Time Machine won’t restore to a new disk
I’ve just restored my Late 2012 (Yosemite) iMac. I was asked to restore from Time Machine, but I opted not to do this because I wanted to restore certain folders only, so I decided to reinstall the OS instead. After a few days, I noticed Time Machine had done a few backups, but now it won’t let me view nor restore any of my files from before my system restore. Time Machine says it has 41.9MB free of 1TB, so my data is still on there! Darren Critchley It’s on there, but Time Machine isn’t showing it because it thinks it belongs to a different Mac. Every disk volume has a unique number associated with it (a UUID). Time Machine separates backups according to the UUID of the source disk, and it only shows you backups that belong to the same UUID (otherwise you’d end up with a mess of files from two different disks getting merged in the same folder).

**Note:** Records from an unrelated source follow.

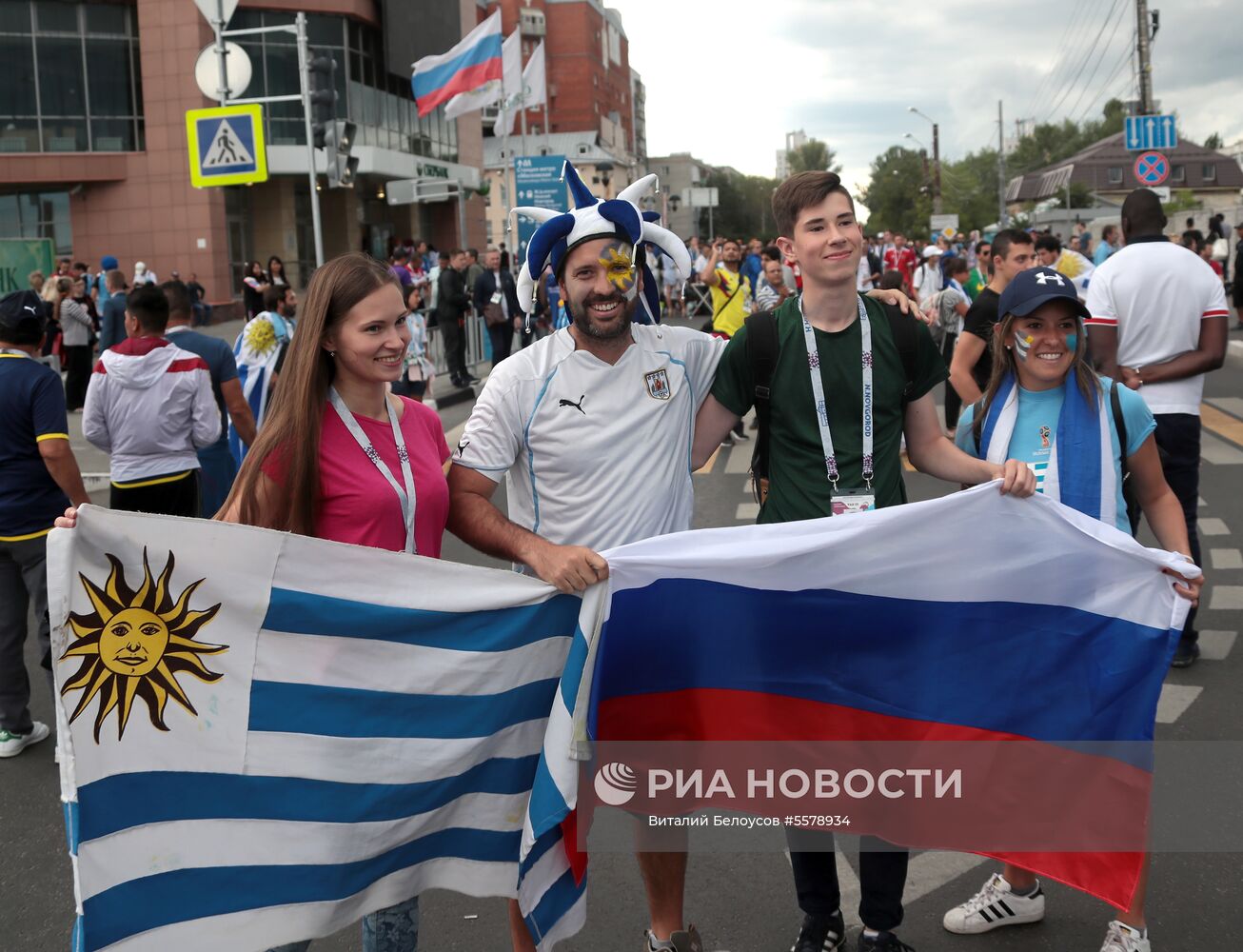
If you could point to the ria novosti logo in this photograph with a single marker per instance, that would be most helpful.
(616, 784)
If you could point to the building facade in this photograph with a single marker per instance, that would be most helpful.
(93, 150)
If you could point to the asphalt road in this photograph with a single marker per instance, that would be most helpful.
(743, 902)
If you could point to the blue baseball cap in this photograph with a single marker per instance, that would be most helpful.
(1039, 286)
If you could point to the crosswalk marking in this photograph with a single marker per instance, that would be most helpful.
(1228, 598)
(1215, 645)
(1226, 558)
(1222, 423)
(1174, 700)
(1218, 451)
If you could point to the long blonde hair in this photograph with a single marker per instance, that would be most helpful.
(291, 426)
(1004, 363)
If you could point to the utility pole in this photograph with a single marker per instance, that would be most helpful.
(1002, 219)
(1144, 50)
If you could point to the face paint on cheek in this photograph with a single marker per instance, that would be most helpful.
(1022, 345)
(620, 267)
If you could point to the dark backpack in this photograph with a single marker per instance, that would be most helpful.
(762, 353)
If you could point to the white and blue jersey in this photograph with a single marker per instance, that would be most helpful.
(594, 454)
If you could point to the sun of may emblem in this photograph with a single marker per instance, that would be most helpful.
(134, 644)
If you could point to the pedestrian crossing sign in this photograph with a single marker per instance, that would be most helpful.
(227, 146)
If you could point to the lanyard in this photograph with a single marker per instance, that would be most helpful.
(821, 410)
(406, 495)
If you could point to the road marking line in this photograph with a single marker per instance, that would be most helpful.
(1231, 404)
(1174, 700)
(1218, 451)
(747, 511)
(739, 461)
(1215, 645)
(1222, 423)
(1226, 558)
(1228, 598)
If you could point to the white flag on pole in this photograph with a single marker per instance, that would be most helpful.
(511, 65)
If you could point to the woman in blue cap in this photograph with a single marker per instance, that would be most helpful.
(1083, 435)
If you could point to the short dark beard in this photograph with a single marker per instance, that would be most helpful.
(583, 320)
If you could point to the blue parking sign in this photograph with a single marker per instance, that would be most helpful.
(227, 146)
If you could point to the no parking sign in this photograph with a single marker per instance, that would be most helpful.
(1152, 168)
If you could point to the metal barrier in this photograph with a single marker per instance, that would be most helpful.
(475, 332)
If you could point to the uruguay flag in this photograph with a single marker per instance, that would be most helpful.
(1019, 629)
(265, 736)
(472, 62)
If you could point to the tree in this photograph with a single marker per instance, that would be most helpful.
(813, 155)
(898, 195)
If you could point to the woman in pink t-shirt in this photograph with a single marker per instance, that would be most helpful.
(340, 458)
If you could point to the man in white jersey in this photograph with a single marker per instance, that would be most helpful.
(575, 424)
(1158, 324)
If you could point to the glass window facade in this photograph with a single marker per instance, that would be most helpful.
(37, 214)
(88, 96)
(382, 105)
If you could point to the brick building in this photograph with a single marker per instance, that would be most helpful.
(93, 149)
(587, 60)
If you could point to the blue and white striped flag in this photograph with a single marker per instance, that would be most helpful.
(265, 736)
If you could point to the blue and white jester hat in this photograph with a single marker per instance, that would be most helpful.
(589, 219)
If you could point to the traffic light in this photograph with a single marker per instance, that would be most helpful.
(322, 69)
(342, 167)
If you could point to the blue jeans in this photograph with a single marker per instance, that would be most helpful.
(390, 930)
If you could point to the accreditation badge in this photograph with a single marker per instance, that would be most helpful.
(847, 503)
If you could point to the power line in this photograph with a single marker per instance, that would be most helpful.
(1071, 86)
(1108, 89)
(1064, 49)
(1100, 59)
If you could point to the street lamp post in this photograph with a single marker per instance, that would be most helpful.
(937, 159)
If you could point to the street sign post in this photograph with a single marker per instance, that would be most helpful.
(1152, 168)
(537, 182)
(1144, 133)
(236, 73)
(227, 146)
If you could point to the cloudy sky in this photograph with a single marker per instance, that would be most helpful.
(727, 78)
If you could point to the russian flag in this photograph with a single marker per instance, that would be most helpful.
(1024, 637)
(474, 61)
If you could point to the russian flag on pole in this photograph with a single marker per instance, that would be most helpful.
(1027, 638)
(472, 62)
(265, 736)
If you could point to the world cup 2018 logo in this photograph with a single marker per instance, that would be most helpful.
(616, 784)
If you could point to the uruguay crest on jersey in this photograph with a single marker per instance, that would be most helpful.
(658, 385)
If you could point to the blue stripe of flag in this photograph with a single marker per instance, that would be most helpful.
(492, 630)
(353, 712)
(426, 82)
(1094, 678)
(136, 800)
(182, 895)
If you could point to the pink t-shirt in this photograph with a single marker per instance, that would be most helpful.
(356, 503)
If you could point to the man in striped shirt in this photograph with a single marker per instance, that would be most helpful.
(39, 477)
(1158, 324)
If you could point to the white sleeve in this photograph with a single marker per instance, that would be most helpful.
(204, 411)
(1214, 304)
(1100, 302)
(494, 434)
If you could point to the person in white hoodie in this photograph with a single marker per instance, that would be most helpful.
(149, 407)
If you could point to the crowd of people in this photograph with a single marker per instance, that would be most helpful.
(331, 438)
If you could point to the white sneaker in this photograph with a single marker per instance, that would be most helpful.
(1121, 937)
(995, 905)
(14, 744)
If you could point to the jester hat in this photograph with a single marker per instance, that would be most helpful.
(592, 218)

When you deleted your old volume, you created a new one with a different UUID. In future, use Migration Assistant: this relaxes the UUID constraint, so that you can restore from one Mac to another. By skipping this step, Time Machine thought it was looking at a new Mac and created a new backup set. To get to your old data back, use the tmutil command in Terminal. First find the newest snapshot of the old backup set; click Go > Network in Finder and select your Time Capsule. Click the volume that appears. This shows the sparse bundle for Time Machine. Double-click this and ‘Time Machine Backup’ will appear in the Finder sidebar. When clicked, you’ll see a folder called Backups.backupdb. Inside that is a folder for the old backup set and one for the new set.
Open Terminal and type sudo tmutil associatedisk -a / (with a space after ‘/’). Don’t hit ® ; in Finder, drag the folder for the most recent backup from the old set to the Terminal window. This will fill in the folder path to the tmutil command. Now hit ® . Your current disk UUID is now associated with the old backups and you can restore your data from Time Machine.